Scarf Blog - Harnessing Software Download Patterns: Using Open Source Download Metrics to Uncover New Users and Potential Customers

Introduction:

Did you know your user's download patterns can reveal a great deal of information on who your users are and how they are using your software? For instance, repeated downloads show continued usage or a slowing rate of download activity can show potential churn.. If you're not examining these patterns, you're potentially missing out. We have been working on discerning these patterns for a while now; let me show you a few things we learned and how we analyze downloads.

Understanding the Scarf Gateway:

Here at Scarf, we've developed a solution to help open source projects and businesses gain more insight into their users and their download traffic - Scarf Gateway. One of the challenges with tracking downloads for open source projects is the diversity of software distribution methods. Often, these distribution methods are controlled by third parties who retain, but do not share, detailed information about your downloads. Scarf Gateway is designed to help you track those downloads across different sources. Here's how it works.

Scarf Gateway operates much like a link shortener, such as bit.ly, acting as a domain gateway to redirect traffic. However, what sets Scarf Gateway apart is its specific design compatibility with various APIs used by different software hosting and distribution services.

To use Scarf Gateway, you'll need to create a route between it and your current packages, containers, or downloads. This route will direct the gateway to fulfill requests. You'll then set up a custom domain that resolves to your gateway's location and update your documentation, readme, and other sources with the new domain. As a result, users should be able to use the same install, pull, or download commands as they did before.

Analyzing Download Records:

Within Scarf Gateway, we distill download metadata into endpoints or '\unique ‘origins,' as we refer to them. When a user executes a Docker pull request to a project using Scarf, the machine initiating the request becomes an origin in our system. This process allows us to correlate multiple actions across different endpoints, all while keeping users' ultimate identities and personally identifiable information (PII) safe, even from Scarf itself. The same principle applies when a user is browsing documentation or readmes with Scarf enabled.

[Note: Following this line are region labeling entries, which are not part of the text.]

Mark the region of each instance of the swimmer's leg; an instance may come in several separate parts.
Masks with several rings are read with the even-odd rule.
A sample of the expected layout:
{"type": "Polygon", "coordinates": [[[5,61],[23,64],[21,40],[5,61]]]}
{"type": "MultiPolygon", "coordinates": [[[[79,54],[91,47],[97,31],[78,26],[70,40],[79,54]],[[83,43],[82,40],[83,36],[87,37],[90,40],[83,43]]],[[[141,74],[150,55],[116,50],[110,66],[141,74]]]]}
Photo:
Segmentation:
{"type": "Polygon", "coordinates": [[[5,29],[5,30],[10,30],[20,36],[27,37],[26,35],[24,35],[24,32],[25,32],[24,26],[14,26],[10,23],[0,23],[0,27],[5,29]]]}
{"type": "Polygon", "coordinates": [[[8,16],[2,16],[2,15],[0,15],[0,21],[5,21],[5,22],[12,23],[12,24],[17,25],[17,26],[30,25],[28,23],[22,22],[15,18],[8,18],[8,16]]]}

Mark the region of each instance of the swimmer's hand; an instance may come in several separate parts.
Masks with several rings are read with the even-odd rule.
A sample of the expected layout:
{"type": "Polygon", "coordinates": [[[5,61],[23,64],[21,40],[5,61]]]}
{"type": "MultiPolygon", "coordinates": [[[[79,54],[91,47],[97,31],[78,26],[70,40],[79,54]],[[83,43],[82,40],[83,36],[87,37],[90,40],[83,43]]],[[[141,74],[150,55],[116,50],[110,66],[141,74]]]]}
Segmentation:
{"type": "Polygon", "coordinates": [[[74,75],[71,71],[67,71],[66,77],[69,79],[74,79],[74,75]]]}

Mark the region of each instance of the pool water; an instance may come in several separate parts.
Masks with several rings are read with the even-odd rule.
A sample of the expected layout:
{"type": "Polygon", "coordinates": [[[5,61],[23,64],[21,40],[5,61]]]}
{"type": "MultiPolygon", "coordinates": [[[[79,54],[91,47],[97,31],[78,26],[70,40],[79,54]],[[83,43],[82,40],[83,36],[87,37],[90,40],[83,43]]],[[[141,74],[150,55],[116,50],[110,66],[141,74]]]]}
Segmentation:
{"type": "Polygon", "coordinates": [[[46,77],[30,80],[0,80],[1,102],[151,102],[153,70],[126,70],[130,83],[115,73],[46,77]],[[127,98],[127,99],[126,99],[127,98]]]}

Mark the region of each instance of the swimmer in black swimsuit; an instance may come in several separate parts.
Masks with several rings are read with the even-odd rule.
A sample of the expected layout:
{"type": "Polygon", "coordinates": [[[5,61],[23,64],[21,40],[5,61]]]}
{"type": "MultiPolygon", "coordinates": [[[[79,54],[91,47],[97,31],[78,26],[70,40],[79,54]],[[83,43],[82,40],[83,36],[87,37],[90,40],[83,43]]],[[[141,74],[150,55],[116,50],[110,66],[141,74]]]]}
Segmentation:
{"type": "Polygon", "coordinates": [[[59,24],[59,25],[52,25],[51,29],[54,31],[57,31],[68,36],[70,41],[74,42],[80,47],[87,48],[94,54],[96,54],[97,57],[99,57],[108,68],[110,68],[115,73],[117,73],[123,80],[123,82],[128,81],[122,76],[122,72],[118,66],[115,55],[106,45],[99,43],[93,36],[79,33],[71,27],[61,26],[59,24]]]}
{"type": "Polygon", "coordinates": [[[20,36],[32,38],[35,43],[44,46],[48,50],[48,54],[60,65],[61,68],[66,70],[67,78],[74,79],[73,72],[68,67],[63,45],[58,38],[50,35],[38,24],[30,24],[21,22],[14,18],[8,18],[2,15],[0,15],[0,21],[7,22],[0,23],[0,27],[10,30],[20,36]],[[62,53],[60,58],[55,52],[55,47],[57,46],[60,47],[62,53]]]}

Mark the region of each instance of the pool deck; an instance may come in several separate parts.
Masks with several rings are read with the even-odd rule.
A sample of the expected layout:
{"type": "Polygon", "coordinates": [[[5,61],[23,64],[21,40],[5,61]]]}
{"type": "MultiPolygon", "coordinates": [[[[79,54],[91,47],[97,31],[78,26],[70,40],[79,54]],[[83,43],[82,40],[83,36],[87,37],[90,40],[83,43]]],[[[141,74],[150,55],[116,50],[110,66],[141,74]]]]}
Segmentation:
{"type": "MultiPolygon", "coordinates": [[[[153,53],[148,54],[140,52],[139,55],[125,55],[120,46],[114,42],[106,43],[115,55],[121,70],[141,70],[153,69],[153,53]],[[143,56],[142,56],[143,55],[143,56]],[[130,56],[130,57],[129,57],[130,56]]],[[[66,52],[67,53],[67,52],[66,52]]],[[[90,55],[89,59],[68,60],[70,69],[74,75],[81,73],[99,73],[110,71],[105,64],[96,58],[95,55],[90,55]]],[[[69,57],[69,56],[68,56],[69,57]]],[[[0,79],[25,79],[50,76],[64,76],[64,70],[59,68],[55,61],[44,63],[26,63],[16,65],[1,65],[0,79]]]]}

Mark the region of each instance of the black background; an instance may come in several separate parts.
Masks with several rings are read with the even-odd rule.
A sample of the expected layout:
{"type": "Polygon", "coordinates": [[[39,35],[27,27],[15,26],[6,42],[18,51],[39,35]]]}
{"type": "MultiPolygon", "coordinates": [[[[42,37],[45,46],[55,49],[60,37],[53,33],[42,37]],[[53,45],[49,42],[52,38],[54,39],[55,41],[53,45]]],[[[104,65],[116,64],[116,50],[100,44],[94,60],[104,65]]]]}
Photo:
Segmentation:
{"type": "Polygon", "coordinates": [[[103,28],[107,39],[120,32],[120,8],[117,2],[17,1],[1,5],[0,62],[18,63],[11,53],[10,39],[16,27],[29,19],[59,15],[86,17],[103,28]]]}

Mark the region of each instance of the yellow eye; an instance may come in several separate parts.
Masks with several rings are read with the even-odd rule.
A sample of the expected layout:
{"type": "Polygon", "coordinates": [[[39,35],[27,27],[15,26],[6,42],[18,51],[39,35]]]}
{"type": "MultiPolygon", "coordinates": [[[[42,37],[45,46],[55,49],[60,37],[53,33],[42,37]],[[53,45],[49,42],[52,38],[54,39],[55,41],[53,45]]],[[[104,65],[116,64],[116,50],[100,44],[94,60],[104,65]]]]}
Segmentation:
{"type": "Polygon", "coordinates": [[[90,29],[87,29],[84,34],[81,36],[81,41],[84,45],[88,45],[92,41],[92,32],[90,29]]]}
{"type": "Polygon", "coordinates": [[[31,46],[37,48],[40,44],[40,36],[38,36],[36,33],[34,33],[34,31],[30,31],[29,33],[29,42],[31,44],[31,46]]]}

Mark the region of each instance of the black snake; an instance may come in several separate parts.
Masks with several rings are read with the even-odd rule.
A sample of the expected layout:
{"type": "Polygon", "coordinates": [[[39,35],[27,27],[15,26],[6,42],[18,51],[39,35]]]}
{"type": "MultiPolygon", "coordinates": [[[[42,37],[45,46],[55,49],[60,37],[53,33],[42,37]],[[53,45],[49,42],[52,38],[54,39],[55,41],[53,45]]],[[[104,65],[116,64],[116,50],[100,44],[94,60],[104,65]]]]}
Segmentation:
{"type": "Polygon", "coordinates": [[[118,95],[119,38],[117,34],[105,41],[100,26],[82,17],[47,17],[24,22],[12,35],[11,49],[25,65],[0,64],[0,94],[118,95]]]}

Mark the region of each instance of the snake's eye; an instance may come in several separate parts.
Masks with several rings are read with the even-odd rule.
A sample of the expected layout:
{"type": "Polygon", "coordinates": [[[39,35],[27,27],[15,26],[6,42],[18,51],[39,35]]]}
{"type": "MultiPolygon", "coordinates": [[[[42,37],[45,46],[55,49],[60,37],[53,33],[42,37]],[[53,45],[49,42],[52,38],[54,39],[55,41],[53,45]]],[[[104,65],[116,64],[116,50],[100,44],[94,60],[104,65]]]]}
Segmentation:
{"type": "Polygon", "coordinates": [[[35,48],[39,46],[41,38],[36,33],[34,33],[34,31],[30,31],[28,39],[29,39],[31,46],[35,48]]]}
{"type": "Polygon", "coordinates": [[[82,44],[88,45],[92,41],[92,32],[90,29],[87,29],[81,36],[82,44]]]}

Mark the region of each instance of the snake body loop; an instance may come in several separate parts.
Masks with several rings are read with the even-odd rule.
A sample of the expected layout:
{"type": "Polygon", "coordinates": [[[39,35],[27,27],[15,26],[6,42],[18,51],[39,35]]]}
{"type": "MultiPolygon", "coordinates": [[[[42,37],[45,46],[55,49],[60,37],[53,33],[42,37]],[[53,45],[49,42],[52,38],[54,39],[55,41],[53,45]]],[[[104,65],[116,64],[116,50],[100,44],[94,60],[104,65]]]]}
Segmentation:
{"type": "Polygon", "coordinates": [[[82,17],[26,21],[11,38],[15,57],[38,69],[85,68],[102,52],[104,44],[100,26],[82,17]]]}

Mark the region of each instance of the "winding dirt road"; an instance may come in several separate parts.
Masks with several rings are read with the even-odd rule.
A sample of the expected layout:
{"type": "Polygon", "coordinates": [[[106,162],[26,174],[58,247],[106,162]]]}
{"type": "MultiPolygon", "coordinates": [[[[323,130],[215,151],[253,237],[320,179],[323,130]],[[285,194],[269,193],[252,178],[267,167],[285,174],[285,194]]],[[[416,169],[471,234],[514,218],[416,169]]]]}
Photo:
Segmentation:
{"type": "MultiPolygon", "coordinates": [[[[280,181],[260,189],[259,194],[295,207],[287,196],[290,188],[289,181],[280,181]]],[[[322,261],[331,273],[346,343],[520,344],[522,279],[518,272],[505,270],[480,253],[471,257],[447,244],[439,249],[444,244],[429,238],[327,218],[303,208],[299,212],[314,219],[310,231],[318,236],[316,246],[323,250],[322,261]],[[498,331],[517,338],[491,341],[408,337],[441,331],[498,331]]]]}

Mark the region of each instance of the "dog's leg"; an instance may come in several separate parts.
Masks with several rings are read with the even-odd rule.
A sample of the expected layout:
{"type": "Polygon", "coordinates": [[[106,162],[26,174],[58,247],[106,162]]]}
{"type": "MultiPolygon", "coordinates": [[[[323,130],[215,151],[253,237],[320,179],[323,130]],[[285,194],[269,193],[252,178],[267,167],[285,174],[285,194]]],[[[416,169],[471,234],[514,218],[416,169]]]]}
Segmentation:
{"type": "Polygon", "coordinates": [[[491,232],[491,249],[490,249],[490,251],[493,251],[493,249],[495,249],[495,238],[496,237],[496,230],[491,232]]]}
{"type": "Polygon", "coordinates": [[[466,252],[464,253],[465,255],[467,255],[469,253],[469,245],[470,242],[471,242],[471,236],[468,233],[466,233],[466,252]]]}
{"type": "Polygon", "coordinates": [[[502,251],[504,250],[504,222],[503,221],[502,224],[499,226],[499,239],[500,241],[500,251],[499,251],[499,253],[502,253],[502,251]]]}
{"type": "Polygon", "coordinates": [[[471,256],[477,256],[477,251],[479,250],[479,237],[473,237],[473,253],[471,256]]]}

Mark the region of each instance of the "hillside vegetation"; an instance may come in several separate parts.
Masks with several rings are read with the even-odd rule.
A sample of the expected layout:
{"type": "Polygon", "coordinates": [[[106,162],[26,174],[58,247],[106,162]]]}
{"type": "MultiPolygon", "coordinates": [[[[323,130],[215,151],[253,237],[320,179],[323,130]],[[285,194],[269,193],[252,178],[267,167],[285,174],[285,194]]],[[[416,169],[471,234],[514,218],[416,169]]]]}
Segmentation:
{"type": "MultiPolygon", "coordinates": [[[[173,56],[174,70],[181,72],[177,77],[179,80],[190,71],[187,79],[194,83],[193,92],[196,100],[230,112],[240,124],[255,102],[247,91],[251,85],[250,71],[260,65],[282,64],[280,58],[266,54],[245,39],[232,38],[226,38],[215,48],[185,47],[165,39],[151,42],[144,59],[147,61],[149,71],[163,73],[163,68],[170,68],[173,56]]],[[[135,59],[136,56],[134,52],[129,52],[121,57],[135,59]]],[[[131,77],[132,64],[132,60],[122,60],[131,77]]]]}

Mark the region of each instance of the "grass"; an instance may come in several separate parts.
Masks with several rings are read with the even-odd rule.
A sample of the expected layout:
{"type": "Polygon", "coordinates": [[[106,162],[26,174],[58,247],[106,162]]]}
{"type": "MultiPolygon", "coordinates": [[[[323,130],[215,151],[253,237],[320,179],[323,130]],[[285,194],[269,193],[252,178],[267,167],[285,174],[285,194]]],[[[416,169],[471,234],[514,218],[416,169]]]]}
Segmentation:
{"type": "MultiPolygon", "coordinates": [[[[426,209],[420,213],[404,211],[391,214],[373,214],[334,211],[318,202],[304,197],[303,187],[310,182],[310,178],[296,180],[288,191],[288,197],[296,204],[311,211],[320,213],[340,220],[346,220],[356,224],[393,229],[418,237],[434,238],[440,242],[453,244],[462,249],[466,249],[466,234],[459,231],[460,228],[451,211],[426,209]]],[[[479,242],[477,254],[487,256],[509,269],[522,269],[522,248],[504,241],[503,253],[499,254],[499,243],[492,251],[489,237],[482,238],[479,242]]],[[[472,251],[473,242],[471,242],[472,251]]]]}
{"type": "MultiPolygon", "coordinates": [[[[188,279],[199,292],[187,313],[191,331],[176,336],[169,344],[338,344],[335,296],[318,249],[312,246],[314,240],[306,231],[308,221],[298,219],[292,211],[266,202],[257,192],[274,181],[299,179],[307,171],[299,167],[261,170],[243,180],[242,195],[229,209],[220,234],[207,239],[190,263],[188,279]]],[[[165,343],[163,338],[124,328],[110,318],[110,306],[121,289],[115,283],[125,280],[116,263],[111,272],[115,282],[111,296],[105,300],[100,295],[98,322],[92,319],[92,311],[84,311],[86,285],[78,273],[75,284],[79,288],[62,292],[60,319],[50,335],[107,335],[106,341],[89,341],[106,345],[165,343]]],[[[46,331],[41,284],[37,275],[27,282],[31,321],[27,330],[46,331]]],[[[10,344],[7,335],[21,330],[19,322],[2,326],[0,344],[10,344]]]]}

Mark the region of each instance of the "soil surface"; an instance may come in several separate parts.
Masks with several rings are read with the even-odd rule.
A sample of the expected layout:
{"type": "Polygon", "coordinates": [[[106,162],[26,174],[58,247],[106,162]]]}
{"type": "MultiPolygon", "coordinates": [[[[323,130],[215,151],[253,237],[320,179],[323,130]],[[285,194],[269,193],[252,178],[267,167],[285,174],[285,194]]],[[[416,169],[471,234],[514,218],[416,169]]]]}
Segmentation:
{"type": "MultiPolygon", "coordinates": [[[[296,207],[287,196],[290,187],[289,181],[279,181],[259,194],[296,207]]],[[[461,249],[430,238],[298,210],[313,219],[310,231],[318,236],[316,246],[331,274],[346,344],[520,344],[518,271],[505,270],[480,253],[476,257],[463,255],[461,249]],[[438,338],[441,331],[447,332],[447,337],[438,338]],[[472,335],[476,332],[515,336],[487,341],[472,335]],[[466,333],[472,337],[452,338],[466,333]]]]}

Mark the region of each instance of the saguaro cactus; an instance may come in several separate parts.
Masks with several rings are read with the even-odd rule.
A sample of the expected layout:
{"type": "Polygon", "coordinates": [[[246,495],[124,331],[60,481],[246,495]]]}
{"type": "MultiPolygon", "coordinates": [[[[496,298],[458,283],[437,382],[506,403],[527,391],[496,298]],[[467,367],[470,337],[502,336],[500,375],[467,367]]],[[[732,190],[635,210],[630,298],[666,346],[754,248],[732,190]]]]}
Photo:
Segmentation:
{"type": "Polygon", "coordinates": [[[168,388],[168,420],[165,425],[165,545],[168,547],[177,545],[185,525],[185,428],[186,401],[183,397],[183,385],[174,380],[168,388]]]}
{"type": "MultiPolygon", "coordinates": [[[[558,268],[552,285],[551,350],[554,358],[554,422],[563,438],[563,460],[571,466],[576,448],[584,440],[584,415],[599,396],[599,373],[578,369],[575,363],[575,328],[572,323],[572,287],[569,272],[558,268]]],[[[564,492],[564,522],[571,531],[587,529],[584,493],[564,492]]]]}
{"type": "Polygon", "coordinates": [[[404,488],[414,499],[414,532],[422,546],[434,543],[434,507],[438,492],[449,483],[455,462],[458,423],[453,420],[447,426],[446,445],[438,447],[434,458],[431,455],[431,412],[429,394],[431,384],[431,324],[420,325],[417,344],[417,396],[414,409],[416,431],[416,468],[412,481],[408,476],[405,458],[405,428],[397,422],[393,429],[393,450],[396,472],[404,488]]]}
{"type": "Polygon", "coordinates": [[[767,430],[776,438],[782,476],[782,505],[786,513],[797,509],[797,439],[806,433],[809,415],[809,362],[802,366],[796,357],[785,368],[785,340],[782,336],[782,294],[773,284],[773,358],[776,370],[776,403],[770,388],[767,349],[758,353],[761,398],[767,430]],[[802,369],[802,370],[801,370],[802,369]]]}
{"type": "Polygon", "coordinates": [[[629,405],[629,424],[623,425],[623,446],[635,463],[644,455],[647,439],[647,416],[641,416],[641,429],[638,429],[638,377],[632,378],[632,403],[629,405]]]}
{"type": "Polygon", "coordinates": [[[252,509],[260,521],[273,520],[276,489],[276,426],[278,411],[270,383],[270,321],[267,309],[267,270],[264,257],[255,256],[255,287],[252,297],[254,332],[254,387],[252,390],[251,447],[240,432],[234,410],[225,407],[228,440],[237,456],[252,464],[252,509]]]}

At Scarf, we've developed a solution to help open source projects and businesses gain more insight into their users and their download traffic - *Scarf Gateway.*

As depicted in the graphic, origin 1 has downloaded three packages using three different methods, whereas origin 2 has only downloaded one package.

Deciphering Download Metrics:

As events flow into the gateway, they are scrubbed and stored. We then process these events using third-party data providers who, based on the available data, can match origins to companies and fill in missing metadata.

As demonstrated in the below graphic, we are able to match origin 1 with company A, origin 2 with company B, and so on.

*Scarf Gateaway* is designed to help you track software downloads across different sources regardless of the software distribution method.

Discerning Download Patterns:

The graphic above represents an interesting array of download patterns. For instance, someone at Scarf has downloaded every major version of the software as it has come out, indicating that Scarf is likely a user of our open source software. We can't identify Origins 2 or 6, suggesting that these could be random tests or drive-bys. Interestingly, Origin 6 appears to be a bot based on metadata and the download frequency. Note: we often observe CI systems, package mirrors,web crawlers and other bots generating a considerable amount of traffic without any real users behind them. In contrast, Origin 4, identified as "Small Corp," has downloaded the same version repeatedly over time but hasn't tried the latest version yet.

The graphic also shows that Origin 3 and 5 are, in fact, the same organization, "Big Corp." They have downloaded every version of our software over the same period but from different endpoints. Transient endpoints are commonplace in today's systems. In this scenario, being able to distill these event streams into a single organization tells us that Big Corp is using this software and keeping up-to-date with the latest releases, making them more likely to be a real user.

Based on this data, as depicted in the graphic, we can conclude that while there are six endpoints downloading the software, only three can be realistically identified as verifiable organizations.

It is crucial to drill down into these metrics to extract real, usable data, but also know what you are looking at as you can infer incorrect conclusions if you don’t have a grasp on the data.

Don’t Misinterpret Results:

For this project, we recorded:

17 downloads
6 unique downloaders
3 real, verifiable users

Now, if we were to report solely based on raw download metrics, the numbers would appear almost six times higher than the actual count of real users. This discrepancy can falsely depict growth where there may be none. It's important to consider the temporal nature of the data involved here.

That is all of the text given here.